Some Television Basics

Due to having a full-time job and my family commitments I can’t watch as much TV as I like (hence my wanting to review for a living), so what follows is what I plan on watching this fall (not including various HBO, FX, USA, Sci-FI, TNT, and other cable series which my TiVo grabs for me and I get up early on the weekends to watch). It is far more abbreviated than I would like, but gives you some idea of who I am and where I’m coming from:

Sunday: The Simpsons, Desperate Housewives, & Football (if there are teams I’m interested in)
Monday: The Class, How I Met Your Mother, 24 (when it returns), & Studio 60
Tuesday: Friday Night Lights (still debating this one), Veronica Mars, & Boston Legal
Wednesday: Jericho (or should it be 30 Rock, I’m torn), Lost, & Kidnapped
Thursday: My Name is Earl, The Office, Grey’s Anatomy, & ER
Friday: Las Vegas
Saturday: maybe one day networks will program stuff on this night again, as for this season it truly is a vast wasteland.

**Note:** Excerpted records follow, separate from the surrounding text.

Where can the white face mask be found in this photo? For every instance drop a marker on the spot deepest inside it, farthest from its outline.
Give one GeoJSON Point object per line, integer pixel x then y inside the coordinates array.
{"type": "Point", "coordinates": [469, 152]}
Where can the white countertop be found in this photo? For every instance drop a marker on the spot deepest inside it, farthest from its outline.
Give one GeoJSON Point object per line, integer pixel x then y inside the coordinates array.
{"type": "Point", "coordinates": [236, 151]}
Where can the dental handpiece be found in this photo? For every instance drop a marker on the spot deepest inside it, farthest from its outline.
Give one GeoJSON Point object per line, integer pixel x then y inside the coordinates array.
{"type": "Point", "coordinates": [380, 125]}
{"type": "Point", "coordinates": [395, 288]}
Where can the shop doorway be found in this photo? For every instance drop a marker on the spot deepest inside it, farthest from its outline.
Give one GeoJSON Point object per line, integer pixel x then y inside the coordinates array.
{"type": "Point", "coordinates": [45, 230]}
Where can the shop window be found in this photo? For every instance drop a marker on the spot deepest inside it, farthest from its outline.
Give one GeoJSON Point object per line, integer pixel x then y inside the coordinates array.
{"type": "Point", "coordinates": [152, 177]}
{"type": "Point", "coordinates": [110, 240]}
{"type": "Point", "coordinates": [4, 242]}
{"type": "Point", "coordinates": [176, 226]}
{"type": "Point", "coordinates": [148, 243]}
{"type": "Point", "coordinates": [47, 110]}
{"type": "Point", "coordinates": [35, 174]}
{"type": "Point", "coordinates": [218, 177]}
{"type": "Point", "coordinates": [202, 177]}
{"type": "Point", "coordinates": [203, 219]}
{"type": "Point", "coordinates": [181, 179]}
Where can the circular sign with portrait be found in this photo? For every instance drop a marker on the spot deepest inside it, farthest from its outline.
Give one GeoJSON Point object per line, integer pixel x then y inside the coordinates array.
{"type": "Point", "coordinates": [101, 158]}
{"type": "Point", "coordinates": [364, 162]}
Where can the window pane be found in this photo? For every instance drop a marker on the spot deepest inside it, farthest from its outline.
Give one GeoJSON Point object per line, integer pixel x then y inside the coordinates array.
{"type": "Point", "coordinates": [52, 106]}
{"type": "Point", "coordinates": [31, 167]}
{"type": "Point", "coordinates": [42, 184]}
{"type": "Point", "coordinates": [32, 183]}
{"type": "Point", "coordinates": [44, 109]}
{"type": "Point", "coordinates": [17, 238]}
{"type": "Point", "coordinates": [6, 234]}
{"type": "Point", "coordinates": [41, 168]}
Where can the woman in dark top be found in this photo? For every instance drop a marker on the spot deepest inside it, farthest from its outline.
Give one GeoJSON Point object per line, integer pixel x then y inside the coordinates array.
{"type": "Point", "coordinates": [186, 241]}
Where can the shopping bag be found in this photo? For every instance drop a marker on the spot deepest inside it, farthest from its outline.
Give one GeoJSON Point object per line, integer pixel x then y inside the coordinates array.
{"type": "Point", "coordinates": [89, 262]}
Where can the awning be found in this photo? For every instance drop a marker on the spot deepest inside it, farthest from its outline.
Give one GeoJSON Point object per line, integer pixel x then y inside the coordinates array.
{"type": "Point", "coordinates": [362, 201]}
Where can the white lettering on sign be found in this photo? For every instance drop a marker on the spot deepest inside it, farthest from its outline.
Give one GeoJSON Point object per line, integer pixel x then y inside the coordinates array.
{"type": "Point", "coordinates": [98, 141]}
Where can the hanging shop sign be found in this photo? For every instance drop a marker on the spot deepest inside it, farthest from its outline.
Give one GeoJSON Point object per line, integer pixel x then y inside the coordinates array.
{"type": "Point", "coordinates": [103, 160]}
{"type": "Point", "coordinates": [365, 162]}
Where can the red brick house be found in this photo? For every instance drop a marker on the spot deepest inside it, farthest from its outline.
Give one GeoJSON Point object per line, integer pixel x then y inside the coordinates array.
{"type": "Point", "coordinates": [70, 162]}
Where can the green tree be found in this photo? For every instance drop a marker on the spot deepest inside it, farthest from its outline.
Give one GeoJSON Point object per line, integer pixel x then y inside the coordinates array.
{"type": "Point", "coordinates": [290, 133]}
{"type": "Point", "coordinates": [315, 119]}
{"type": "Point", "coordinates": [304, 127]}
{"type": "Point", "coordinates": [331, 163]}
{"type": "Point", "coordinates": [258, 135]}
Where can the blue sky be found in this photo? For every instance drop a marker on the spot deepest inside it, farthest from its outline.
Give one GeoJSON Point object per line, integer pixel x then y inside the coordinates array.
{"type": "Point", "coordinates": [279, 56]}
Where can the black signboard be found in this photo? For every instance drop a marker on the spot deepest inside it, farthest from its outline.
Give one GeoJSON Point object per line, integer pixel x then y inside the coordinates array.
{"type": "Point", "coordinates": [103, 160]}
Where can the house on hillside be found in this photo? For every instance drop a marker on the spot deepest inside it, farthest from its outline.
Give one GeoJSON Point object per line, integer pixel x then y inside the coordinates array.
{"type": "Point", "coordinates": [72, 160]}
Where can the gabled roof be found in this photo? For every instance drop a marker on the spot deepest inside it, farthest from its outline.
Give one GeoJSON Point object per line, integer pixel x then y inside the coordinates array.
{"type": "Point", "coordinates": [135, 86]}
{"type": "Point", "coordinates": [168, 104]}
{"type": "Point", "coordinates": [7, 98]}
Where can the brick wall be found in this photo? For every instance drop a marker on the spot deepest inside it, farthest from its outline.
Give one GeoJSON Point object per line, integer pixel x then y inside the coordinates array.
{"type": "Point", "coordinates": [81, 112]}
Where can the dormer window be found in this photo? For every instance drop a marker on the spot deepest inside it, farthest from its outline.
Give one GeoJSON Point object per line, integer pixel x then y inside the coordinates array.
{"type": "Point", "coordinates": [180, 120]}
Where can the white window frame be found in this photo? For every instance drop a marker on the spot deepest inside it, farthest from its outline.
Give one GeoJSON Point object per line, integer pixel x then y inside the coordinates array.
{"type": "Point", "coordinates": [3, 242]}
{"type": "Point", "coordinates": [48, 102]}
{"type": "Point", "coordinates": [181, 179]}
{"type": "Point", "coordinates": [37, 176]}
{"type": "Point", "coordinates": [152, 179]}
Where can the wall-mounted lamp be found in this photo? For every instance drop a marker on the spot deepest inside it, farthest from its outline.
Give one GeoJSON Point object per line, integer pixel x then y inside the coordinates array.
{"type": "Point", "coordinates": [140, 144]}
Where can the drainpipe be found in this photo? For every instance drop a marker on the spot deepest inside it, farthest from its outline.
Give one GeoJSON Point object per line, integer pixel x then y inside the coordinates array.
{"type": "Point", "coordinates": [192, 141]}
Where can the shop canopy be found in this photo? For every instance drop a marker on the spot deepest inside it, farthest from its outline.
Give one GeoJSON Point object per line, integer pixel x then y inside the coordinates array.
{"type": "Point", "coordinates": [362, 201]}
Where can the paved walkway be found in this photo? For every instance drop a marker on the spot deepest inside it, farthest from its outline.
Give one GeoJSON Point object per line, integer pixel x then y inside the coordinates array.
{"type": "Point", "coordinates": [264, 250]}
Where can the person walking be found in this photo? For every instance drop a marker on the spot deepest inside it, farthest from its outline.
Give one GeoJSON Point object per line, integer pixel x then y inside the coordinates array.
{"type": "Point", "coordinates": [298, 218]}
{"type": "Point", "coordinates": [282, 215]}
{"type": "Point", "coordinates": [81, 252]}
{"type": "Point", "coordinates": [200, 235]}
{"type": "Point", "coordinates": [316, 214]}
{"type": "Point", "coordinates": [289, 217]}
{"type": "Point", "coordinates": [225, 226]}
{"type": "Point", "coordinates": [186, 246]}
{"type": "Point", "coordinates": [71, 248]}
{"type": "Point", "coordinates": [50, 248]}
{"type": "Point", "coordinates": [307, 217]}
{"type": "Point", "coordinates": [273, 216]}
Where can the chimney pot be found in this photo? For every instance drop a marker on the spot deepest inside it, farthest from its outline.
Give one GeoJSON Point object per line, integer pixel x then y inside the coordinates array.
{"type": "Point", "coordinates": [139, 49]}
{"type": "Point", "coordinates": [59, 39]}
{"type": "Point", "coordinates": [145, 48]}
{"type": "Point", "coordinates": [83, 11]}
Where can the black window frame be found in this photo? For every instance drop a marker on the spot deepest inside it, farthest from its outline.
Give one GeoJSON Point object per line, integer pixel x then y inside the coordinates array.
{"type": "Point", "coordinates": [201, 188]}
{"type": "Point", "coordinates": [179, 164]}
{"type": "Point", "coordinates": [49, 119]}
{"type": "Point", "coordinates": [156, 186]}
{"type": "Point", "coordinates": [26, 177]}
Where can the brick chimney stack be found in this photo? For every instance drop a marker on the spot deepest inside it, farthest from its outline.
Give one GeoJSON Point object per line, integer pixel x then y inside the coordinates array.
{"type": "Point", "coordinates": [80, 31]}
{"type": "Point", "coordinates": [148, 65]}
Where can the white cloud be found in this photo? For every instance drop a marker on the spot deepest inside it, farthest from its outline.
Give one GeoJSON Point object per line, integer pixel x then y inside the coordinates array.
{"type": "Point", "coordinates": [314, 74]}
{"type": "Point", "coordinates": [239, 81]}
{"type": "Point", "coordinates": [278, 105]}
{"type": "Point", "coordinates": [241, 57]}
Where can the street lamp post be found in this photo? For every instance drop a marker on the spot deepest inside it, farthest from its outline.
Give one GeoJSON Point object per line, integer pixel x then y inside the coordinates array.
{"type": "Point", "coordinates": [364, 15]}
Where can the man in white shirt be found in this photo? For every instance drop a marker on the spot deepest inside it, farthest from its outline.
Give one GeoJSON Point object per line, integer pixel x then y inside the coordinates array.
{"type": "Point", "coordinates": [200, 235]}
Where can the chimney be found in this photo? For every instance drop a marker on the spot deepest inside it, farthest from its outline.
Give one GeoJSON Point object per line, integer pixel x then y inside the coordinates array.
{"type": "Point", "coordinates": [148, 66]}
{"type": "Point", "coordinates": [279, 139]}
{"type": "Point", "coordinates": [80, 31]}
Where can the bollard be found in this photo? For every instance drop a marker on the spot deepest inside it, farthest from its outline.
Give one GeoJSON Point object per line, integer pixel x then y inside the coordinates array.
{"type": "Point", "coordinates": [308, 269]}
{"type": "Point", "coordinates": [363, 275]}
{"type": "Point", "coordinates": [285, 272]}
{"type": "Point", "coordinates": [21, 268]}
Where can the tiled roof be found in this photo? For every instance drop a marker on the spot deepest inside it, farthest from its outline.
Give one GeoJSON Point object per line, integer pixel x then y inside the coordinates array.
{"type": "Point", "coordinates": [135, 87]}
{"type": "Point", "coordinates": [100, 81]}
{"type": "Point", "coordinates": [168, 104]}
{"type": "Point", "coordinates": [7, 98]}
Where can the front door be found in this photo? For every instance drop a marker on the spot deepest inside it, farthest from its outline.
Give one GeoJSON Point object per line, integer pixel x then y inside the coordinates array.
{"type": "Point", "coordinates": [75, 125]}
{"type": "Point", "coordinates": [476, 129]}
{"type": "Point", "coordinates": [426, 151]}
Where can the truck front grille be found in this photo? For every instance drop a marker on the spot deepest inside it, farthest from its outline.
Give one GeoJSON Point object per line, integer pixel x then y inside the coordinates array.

Now, as I said, this is my abbreviated schedule, when I had more time there were shows for every hour of primetime (and sometimes more than that). This schedule also fails to take into account the fact that Scrubs and The Apprentice will be back and that Kidnapped may get cancelled quickly (I’ve already slotted in The Nine in case that happens).

But as for the summer and summer TV, my schedule is far more restricted. I’m limiting myself to: Treasure Hunters, Hell’s Kitchen, old episodes of Veronica Mars (I’m just starting to watch that and so find myself playing catch-up in order to be ready for next season), and tons of cable series (Rescue Me, Entourage, Blade, Eureka starts tonight, Monk, Psych, The 4400, and a few others).

There really is good TV out there (not that everything listed above should necessarily be considered “good.”) and people that say there isn’t are pushing an agenda of their own. Throughout history new forms of entertainment have been thought of as crass, lewd, unnecessary, and simply not as good as older forms. When first introduced novels were thought of as light fare and infinitely inferior to poetry. But if you go back to ancient Greece, Plato stated that he would banish all poets from his ideal republic because they would diminish it. It takes time, an indeterminate amount of time, for the new to take hold.

The push and pull between the established and the new will continue indefinitely, change comes only with some upheaval and upset. Someone will always win and someone will always lose, and everyone is territorial.

The moral of the story is that everything, to some extent, is redeemable, except for those people that insist that some things aren’t.